Und so weiter. In aller Regel sind das die ManagerInnen, die wirklich Großes und Gutes schaffen. Und das, was zählt, geht dabei über reinen Klimaschutz und erneuerbare Energien hinaus und ist als ganzheitliche Nachhaltigkeitsausrichtung zu verstehen. Elemente sind unter anderem:

  • Nachhaltiges Arbeiten mit Substanz und mit einem Ressourceneinsatz, der es den jeweils nachfolgenden Generationen ermöglicht, mit demselben Handlungsspielraum und demselben Bestand an ökologischen Ressourcen zu agieren, wie die jeweils vorausgegangene Generation
  • Aktives Kümmern um das Wohlergehen des mittelbaren und unmittelbaren Umfelds
  • Berücksichtigung nicht nur ökologischer, sondern insbesondere auch umfassender sozialer und sozioökonomischer Aspekte
  • Nachhaltiges Management aller Stakeholder in bewusster Abgrenzung zum reinen Shareholder Management Ansatz, der nur auf eine Interessensgruppe abzielt

Erfolg macht erfolgreich.

MH: Dabei kommt es auf die Haltung, die Einstellung, neudeutsch den „Mindset“ an. Zusätzlich sind Authentizität, Konsistenz und die Dreieinigkeit von Denken, Handeln und Tun wichtig. Wer A predigt und B tut, der wird schnell entlarvt. Und dem folgt man nicht. Wer voller Überzeugung, nachvollziehbar und geradlinig agiert, der schafft es zu motivieren und zu mobilisieren.

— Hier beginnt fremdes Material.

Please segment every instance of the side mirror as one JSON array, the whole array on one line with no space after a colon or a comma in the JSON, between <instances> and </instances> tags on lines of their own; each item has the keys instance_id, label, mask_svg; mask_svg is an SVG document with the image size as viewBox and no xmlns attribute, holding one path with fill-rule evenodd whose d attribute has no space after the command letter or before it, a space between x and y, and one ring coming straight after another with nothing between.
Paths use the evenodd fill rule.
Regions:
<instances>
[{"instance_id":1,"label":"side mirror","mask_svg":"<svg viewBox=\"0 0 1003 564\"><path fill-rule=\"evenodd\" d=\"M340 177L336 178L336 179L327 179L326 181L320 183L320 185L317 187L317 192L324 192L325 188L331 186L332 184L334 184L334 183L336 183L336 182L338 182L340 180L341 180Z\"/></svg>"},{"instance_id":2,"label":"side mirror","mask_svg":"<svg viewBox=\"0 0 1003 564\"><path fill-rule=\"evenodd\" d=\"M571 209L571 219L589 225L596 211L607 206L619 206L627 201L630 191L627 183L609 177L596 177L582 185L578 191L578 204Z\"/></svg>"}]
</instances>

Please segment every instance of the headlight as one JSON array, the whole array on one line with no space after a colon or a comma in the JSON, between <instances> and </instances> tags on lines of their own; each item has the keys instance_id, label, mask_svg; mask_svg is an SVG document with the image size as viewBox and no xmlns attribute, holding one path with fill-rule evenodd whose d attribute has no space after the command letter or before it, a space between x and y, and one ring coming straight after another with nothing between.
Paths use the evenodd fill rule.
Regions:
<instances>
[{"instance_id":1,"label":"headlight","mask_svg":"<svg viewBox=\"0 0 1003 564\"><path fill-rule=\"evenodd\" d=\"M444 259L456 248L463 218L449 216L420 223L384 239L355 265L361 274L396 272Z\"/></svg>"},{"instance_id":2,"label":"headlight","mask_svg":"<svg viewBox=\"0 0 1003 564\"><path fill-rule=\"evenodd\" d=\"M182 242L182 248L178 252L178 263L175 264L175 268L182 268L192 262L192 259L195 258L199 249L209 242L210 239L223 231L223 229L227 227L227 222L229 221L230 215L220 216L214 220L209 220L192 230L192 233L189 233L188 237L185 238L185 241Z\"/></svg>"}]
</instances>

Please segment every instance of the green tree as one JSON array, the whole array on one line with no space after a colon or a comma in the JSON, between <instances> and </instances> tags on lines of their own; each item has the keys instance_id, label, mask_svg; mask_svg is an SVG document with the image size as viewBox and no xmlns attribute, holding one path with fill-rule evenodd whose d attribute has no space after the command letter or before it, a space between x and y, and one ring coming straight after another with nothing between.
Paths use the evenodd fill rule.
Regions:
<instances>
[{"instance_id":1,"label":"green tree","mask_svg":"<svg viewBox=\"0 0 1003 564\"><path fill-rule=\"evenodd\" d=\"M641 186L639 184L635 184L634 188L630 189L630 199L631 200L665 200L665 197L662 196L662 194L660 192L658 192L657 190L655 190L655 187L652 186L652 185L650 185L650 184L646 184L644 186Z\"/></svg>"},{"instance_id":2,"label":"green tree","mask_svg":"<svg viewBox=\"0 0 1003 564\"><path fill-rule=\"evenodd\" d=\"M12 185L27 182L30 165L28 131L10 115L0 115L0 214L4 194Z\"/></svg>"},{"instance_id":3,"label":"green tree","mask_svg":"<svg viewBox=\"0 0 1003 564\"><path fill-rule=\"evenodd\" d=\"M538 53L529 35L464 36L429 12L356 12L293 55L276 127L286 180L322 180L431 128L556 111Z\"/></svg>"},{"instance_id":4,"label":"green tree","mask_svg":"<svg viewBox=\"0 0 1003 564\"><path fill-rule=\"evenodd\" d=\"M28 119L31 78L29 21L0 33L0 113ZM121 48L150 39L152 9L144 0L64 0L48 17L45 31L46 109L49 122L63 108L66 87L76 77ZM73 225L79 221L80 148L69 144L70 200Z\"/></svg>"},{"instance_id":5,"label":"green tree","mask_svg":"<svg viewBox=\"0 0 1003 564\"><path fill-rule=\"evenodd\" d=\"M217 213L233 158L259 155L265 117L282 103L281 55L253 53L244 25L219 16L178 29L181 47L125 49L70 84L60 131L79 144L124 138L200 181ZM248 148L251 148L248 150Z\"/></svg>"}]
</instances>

RW: Und wer das gut hinbekommt, kann eine positive Systemdynamik entfachen. Dann führen erste Erfolge schnell zu immer mehr Erfolgen. Und dann beflügelt konsequentes und ganzheitliches Handeln in Sachen Nachhaltigkeit und Klimaschutz die Karriere.

MH: Und genau das wünschen wir allen Lesern und Leserinnen dieses Interviews.